All that said, I’m sorry that I have no good advice for you. What’s your type? Okay, I got some advice! If you put yourself out there letting people know exactly what you want and what you are about(be honest), maybe that will bring in one or two. But you must be absolutely honest. How’s that? I’m trying!
m.

Bonda84 September 7, 2011, 4:18 PM

These things would get to me too…especially when they seem to be on constant repeat from people. Lately I think the one comment that has been made was by my Mom. I’ve been talking to her about things with Zac (my parents both know him very well) and she said “now if you two could have only figured this attraction thing out a long time ago you could have saved a lot of pain and trouble”. I know she meant it in a lighthearted way, but it irked me. If the time would have been right back then it would have happeded, but it didn’t, it’s happening now and I can’t nor would I change it. I think we all have those loved ones and friends that have foot in mouth disease and don’t always realize it. Keep on keeping on the way you are!! You are an intelligent, funny, gorgeous woman and someday you will be standing in the right place at the right time and look into that pair of eyes that were made just for you and you will begin your happily ever after.

EmilyinNYC September 7, 2011, 4:25 PM

I agree with Nicole — your tone is fine. I’ve had people say all of these things to me before, and no matter what their intention is, it always hurts. People either don’t know, or seem to forget, how hard it is to find a mate. When it finally happens it seems easy, but it’s so hard to imagine when you’re smack in the middle of your search.

As far as being picky — it’s called having standards, people!!! No one should have to date crusty horse penis guy.

Sarshie September 7, 2011, 4:40 PM

How about “I just don’t understand why you’re single! You’re such a great gal!” — While this is probably meant to be a compliment, it often makes me feel insecure. Like apparently all the eligible men find something about me repulsive that my close friends and coworkers do not see.

(FL) Girl with a New Life September 7, 2011, 7:36 PM

Ha! I was holding my breath hoping I didn’t make it on this list. πŸ˜‰

I am sure I got all of this advice–I was a single hold on for a long time.

@ms_jones74 September 7, 2011, 9:09 PM

Sex with no strings is almost never sex with no strings, on our end.

I have actually walked away from, “GOD I just don’t know how you single girls do it! Thank GOD I am married/have been married since the beginning of time. It’s just so ROUGH out there, I mean, MY GOD.”

Thanks. I just… thanks.

I’ve come to realize that coupled people begin to feel like they no longer have things in common with you, like you two never liked the same movies or the same restaurants or had the same gripes about life before they met their smoochiewoochiepoo. I think they feel uncomfortable and they want you to have this one huge thing in common with them again and they want to do everything they can to “fix your problem.”
The only problem is… this isn’t a problem. So it can’t be fixed. It just IS, and we live around it, just like they live around their “IS”.
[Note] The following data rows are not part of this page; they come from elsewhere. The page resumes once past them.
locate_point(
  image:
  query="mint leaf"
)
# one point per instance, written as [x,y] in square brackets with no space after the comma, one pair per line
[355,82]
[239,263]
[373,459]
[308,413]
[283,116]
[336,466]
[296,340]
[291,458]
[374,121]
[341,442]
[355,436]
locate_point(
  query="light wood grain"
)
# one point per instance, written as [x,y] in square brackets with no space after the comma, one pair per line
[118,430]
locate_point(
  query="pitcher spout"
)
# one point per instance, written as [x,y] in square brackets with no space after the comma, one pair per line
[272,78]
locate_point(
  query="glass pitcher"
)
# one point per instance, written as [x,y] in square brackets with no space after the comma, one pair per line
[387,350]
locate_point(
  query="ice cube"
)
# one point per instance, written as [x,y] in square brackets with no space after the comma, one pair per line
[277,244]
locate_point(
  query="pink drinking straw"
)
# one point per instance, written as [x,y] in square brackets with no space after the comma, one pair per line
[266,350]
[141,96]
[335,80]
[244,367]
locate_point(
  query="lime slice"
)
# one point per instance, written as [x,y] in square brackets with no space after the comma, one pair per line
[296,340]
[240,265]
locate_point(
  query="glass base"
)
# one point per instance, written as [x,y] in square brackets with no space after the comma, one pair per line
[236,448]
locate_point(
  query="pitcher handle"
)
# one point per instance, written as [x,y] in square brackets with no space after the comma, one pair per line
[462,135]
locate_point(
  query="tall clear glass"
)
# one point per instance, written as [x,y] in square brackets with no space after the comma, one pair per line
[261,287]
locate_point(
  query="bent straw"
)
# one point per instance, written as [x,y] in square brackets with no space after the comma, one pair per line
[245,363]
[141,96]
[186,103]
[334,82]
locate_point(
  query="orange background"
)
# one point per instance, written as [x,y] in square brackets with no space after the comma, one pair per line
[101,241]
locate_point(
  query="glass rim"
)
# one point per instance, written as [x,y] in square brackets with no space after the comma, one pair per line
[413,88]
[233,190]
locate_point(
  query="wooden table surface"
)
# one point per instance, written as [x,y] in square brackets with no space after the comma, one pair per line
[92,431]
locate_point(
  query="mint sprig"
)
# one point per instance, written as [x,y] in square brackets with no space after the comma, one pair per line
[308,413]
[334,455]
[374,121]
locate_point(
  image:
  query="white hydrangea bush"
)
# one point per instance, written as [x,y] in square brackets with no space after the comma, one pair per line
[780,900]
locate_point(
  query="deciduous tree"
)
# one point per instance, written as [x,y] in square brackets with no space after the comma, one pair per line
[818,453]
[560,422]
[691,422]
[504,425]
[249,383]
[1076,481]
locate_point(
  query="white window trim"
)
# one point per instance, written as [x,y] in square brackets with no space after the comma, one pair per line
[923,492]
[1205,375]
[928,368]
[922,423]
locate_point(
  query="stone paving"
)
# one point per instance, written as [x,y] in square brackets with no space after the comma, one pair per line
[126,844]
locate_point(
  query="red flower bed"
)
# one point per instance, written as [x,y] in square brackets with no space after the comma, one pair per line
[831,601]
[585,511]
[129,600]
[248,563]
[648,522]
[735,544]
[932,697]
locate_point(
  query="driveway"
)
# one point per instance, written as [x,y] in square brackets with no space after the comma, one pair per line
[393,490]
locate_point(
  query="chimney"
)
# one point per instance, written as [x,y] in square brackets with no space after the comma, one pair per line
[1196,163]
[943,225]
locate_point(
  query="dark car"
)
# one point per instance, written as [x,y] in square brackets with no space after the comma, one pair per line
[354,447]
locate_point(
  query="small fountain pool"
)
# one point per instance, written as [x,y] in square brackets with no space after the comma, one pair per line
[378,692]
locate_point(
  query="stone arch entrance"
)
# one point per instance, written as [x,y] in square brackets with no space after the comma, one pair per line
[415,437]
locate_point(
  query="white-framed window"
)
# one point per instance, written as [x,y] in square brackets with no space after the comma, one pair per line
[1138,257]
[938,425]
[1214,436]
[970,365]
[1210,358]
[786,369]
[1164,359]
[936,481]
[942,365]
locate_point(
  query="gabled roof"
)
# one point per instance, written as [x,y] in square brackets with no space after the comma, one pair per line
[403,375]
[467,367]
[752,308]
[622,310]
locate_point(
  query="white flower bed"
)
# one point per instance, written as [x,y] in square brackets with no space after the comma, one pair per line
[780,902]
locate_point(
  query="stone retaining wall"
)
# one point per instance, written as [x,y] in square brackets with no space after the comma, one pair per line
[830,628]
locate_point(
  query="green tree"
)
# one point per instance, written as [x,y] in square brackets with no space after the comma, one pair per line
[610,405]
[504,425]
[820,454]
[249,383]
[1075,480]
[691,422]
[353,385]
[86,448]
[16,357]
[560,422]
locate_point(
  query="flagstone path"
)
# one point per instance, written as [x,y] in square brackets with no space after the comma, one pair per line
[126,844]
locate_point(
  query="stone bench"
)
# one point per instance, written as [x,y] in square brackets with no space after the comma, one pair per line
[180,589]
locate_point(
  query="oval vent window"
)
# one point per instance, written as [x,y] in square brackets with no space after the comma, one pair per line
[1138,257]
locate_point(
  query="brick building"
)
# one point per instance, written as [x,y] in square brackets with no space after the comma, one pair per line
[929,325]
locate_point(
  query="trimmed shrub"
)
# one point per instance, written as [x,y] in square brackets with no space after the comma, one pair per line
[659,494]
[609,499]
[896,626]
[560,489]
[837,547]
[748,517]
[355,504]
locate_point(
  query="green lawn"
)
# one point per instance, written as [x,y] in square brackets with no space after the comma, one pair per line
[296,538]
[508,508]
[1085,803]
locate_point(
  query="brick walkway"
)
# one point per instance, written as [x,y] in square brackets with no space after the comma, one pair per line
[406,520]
Maria September 7, 2011, 11:59 PM

When I was single, I couldn’t stand when people would say… “You’re such a sweet girl. I can’t believe you don’t have a boyfriend.” What they really wanted to say is… “what is wrong with you?” I also hated people trying to set me up with their brothers, or friends, or cousins, etc.., then get “mad” or pushy if you refuse. I know they meant well, but it felt more like pity. And the thing I couldn’t stand the most was when people would say how awesome, sweet, and just amazing their mates were right in front of you. Bragging about their relationships knowing full well you were not in one and you didn’t know what you were missing. It was not so much about jealously, but frustration about how insensitive people in couples can be sometimes.

Sandra September 8, 2011, 1:35 AM

I had to laugh at the “not hanging out where all the men are secretly hiding”…I have this vision of men hiding behind magazines and under tables…I wish most of them would stay hidden, but then again I’m a jadded married woman. You can still find a man who doesn’t fall asleep on the couch at 10pm…or maybe mine isn’t actually sleeping, only hiding…hmmmm….there’s a theory…

My Inner Chick September 8, 2011, 1:49 AM

So Annoying. And you know what? I’ve probably said that to some of my friends as well. Damn, I’m annoying as hell.
After reading this, I’ll watch my tongue from now on… thanks.

Alison@Mama Wants This September 8, 2011, 2:10 AM

I hear ya. When I was single, I would get the ‘You are too picky’ line A. LOT. I have a right to my standards. I’m not so desperate I’d settle for just anyone who came along.

The worst line I heard? “What’s wrong with you that you’re single?”

Yes, bitch slap, anyone?

I’m so thankful I don’t have to worry about dating! And I’ll be super sensitive around my single friends after this post.

Krysten September 8, 2011, 8:41 AM

I remember before I got married having friends say this stuff to me. Not. Cool.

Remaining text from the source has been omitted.